The largest differences between people with and without intellectual disabilities were observed for cerebral palsy, which was ≈58 times more prevalent during the 2.7-year observation window (i.e., at baseline or follow-up). Epilepsy, severe visual loss, severe mobility difficulties and PEG feeding were ≈12–22 times more prevalent; and incontinence and severe health impairment were ≈2–4 times more prevalent. The most common severe health need in people with intellectual disabilities was epilepsy, which was present in 18.7% of the individuals at baseline. For people without intellectual disabilities, incontinence was the most common health need, present in 3.8% of the individuals at baseline.

3.2. Life Expectancy

Figure 1a–g shows the life expectancy estimates and percentage of life years lost (compared with the general population without health needs), for the severe health needs under investigation, by presence/absence of the health need and intellectual disability status. The final figure (Figure 1h) shows the life expectancy estimates for people without any of the health needs under investigation. Table 2 also presents the exact life expectancy estimates (with 95% CI) at 10, 20 and 40 years old.
Perhaps the most striking finding from the figures is that life expectancy was substantially higher across the board in people with neither intellectual disabilities nor specified health need. At 10 years of age, these individuals could expect to live between 72.2 (absence of severe health impairment) and 74.3 additional years (all of the health needs absent). At the same age, children with intellectual disabilities but without each specified health need lost ≈15–22% of life years compared to this first group, living, on average, an additional 57–62 years. Those with intellectual disabilities but without any of the health needs under investigation needs lost ≈12% of life years, living on average 8.9 years shorter than those with neither intellectual disabilities nor health needs.
We can see that the most severe of the health needs, regardless of intellectual disability status, were PEG feeding and severe mobility difficulties. Ten-year-old children with a PEG feeding tube could expect to live only an additional 23.0 years (95% CI 17.1–31.0) if they had intellectual disabilities and 25.7 years (95% CI 18.3–36.0) if they did not have intellectual disabilities, representing a loss in life years of ≈65–68% compared to those with neither condition. Similarly, children with severe mobility difficulties lost ≈41–44% of life years, living an additional 41–43 years only compared to the almost 73 years in those with neither condition. The disadvantages for individuals with PEG feeding tubes and severe mobility difficulties continued to be observed in adulthood (Table 2).
Of the remaining health needs, people with epilepsy had shorter life expectancy overall.
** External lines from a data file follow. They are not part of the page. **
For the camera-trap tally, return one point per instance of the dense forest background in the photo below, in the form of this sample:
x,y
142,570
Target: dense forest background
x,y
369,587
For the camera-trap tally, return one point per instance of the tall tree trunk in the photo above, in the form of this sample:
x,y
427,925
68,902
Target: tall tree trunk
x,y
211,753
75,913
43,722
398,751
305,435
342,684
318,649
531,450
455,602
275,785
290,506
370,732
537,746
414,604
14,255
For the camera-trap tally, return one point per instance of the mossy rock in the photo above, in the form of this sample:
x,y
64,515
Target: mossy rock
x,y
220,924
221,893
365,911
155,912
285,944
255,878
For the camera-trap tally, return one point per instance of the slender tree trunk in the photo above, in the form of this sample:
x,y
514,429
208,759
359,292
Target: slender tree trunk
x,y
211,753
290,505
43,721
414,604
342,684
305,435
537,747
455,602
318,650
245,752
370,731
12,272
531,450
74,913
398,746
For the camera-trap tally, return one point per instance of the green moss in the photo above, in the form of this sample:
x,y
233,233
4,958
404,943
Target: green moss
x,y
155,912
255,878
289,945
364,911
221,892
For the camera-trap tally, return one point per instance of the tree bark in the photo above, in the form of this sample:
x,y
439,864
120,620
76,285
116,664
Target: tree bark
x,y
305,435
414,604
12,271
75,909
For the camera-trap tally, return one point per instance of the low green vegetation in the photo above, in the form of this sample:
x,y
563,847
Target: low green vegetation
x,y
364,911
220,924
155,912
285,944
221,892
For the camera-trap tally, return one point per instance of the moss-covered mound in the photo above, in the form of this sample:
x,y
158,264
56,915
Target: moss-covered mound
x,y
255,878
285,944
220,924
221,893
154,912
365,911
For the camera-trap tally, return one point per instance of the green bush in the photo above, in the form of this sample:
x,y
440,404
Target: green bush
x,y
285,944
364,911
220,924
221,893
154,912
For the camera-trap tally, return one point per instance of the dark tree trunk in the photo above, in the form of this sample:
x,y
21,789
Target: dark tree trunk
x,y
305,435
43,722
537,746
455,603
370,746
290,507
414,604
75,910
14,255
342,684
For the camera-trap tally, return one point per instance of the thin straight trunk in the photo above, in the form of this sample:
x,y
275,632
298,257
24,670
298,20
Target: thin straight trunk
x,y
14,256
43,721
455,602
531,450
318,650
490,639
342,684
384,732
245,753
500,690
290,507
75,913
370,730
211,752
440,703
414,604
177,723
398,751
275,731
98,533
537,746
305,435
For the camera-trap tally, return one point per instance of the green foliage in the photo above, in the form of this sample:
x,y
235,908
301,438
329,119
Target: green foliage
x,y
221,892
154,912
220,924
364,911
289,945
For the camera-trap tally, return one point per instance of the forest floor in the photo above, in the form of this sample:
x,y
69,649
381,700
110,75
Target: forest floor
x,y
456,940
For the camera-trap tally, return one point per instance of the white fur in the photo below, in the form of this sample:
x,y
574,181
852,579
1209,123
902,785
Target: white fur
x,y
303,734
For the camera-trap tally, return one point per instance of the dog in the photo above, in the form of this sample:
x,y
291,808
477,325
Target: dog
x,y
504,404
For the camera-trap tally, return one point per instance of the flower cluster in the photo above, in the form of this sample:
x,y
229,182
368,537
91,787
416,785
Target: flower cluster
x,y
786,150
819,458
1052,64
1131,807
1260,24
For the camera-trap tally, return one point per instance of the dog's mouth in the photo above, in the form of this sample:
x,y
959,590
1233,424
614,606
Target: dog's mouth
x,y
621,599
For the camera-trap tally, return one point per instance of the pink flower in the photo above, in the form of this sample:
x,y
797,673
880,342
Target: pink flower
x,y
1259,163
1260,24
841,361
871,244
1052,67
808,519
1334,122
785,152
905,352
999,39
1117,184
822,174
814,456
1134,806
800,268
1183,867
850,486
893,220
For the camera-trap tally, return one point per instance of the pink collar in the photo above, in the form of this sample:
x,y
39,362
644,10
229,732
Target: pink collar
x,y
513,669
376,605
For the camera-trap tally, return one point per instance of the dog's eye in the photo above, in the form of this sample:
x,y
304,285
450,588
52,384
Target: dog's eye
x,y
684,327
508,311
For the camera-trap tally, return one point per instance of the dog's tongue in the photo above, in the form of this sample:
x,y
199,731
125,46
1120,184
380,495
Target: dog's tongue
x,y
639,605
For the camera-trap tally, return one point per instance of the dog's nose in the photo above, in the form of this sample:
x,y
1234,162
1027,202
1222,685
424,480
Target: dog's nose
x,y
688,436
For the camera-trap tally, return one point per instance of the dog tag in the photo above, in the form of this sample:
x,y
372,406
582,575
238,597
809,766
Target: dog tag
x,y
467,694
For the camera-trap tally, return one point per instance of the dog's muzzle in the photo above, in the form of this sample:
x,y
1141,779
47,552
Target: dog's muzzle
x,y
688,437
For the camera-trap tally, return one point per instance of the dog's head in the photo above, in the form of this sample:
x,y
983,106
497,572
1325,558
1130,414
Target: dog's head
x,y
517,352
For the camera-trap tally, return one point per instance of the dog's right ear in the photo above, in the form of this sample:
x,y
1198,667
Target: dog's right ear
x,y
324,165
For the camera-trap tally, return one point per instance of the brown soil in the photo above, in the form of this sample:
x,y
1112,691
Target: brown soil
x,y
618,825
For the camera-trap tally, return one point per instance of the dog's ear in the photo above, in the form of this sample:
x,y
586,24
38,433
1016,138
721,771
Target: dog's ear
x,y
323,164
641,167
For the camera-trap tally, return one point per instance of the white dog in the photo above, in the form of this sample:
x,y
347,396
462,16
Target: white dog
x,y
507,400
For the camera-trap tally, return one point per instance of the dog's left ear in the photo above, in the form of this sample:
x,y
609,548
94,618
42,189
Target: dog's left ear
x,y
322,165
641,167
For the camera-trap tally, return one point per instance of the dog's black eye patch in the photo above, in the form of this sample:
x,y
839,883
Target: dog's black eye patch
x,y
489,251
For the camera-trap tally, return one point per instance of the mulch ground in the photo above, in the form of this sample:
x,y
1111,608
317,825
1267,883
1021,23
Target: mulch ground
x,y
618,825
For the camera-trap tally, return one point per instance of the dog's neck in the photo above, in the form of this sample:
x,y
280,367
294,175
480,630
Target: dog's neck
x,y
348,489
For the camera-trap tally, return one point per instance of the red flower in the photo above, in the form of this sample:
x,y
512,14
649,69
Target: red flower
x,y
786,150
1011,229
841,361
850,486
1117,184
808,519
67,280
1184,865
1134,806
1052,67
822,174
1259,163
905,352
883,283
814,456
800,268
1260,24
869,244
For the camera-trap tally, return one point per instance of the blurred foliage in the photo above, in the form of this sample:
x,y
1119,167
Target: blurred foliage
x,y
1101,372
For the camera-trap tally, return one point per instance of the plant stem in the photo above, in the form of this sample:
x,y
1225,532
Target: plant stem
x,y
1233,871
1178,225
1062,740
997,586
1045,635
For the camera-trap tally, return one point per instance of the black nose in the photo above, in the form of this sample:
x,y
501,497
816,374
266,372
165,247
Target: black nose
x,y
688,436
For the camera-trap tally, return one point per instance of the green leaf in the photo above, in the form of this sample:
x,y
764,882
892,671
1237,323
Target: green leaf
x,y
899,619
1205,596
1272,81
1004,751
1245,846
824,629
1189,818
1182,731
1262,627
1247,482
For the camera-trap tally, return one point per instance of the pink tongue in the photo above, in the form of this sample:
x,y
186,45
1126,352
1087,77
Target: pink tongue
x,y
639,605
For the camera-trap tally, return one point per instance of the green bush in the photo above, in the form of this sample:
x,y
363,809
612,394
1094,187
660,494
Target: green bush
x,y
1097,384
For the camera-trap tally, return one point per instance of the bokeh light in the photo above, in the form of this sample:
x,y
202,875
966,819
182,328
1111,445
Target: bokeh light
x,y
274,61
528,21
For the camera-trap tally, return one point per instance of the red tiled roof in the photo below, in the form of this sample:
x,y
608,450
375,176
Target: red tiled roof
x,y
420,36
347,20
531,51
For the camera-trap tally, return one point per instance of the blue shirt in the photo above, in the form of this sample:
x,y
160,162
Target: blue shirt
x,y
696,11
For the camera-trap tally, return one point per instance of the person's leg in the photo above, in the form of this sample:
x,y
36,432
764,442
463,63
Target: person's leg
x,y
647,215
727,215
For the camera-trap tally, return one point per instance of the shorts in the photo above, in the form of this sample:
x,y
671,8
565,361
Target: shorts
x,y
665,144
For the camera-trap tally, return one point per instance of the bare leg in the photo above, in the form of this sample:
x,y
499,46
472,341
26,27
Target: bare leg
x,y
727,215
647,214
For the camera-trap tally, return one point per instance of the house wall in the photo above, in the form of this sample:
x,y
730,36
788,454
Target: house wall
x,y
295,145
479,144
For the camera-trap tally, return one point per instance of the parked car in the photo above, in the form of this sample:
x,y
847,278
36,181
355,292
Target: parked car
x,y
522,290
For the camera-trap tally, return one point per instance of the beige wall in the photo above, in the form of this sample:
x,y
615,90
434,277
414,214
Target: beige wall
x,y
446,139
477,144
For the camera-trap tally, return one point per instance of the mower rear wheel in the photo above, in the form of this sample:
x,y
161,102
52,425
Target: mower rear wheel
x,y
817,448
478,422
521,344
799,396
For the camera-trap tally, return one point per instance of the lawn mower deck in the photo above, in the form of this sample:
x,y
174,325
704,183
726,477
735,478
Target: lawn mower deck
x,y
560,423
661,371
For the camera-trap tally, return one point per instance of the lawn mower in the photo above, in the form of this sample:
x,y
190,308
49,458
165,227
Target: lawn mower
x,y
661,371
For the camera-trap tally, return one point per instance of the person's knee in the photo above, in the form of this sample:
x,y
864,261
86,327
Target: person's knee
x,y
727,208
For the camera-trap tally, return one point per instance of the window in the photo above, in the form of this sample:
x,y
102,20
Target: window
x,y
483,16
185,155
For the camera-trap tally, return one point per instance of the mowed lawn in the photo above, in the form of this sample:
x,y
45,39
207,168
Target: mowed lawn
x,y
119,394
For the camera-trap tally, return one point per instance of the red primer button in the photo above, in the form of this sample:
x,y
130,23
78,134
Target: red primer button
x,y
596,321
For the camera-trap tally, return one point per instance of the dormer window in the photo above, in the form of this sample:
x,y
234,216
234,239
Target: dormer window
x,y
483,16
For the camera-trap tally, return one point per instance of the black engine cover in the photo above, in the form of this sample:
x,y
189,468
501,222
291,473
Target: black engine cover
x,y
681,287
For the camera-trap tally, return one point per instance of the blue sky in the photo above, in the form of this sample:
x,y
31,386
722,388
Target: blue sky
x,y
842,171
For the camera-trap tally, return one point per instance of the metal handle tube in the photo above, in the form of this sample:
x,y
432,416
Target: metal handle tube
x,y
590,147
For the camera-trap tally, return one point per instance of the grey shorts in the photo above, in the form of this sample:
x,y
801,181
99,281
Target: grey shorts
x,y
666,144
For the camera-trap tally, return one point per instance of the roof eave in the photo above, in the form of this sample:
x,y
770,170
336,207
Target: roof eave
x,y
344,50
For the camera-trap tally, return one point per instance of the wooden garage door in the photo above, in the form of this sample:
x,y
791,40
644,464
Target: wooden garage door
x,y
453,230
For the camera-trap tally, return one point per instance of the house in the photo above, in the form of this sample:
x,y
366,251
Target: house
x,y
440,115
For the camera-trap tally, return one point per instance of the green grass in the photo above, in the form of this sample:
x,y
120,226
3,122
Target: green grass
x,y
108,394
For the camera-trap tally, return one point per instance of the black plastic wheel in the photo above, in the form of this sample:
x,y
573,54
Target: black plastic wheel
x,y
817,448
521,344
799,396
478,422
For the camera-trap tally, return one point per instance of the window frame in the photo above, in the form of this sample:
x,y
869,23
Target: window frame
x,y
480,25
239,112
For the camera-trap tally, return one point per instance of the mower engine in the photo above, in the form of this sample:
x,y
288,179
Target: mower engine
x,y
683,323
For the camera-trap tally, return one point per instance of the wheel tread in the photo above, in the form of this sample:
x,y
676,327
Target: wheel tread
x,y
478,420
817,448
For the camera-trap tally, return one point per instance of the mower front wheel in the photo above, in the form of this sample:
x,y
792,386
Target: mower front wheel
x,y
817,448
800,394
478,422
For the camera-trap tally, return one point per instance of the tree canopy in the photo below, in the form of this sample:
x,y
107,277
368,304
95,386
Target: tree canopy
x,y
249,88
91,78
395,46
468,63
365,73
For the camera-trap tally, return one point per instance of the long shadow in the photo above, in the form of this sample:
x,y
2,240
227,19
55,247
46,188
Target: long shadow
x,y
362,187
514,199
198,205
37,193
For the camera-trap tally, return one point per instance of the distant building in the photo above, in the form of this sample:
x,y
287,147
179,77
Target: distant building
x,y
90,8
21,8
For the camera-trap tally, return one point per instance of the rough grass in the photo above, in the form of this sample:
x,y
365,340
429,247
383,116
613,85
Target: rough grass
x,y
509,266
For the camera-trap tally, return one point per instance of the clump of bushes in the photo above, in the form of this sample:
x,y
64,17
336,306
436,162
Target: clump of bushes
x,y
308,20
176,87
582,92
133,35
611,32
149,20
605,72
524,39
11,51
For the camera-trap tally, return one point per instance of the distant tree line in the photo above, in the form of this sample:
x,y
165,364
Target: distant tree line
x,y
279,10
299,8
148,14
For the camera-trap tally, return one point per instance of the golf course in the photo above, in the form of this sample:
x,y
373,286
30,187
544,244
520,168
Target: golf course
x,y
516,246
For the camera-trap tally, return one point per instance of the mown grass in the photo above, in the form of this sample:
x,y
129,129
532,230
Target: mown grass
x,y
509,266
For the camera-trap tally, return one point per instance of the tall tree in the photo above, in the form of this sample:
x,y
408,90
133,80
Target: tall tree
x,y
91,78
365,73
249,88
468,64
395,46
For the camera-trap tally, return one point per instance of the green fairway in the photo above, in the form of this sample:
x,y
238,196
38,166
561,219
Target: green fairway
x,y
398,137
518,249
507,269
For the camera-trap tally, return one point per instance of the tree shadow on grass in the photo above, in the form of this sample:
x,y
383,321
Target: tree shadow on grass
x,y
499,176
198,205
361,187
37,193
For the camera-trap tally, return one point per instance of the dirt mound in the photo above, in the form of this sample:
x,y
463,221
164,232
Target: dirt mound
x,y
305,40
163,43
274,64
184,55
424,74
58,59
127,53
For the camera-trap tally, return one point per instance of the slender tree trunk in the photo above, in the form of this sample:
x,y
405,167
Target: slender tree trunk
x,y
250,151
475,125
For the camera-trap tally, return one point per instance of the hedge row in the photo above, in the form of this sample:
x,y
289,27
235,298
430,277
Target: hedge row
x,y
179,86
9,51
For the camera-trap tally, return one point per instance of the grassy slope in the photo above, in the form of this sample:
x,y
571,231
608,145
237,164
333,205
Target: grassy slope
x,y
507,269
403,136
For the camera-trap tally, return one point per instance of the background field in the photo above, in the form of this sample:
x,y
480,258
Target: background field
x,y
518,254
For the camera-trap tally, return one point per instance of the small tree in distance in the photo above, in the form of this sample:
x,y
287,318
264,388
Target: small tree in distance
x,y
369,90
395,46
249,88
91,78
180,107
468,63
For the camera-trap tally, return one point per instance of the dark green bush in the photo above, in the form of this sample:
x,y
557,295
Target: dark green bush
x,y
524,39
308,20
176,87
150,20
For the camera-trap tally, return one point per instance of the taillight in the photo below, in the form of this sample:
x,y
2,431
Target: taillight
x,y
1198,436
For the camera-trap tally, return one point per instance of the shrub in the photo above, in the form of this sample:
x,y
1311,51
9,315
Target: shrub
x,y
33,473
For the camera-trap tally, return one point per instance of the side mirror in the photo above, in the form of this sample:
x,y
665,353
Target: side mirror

Confidence overlapped at 10 years but, subsequently, having intellectual disability in addition to epilepsy incurred additional life expectancy disadvantages (see Table 2), with a loss in life years of ≈38%. Severe visual loss or incontinence was about equivalent to having intellectual disabilities without the health need in terms of life expectancy, but people with both intellectual disabilities and incontinence were again further disadvantaged, with a loss in life years of ≈34%. Conversely, we did not find an effect of severe hearing impairment on life expectancy. The effect of cerebral palsy on life expectancy was harder to determine, owing to small numbers, but those with cerebral palsy and intellectual disabilities had the shortest life expectancy compared with the those without cerebral palsy or with cerebral palsy but without intellectual disabilities, with a loss in life years of ≈43%. All of these findings were relatively consistent across the age range (Table 2).

4. Discussion

This work deepens our understanding of health inequalities in people with intellectual disabilities. By reaffirming that severe health needs make a significant contribution to the mortality disparities that people with intellectual disabilities are known to experience, our findings also reveal that they only partially explain these. After restricting the study population to those without health needs, life expectancy remained shorter for those with intellectual disabilities, with a loss in life years of 12%. Of those with the specified health needs, life expectancy was generally further shortened if intellectual disability was also present, suggesting combined disadvantages.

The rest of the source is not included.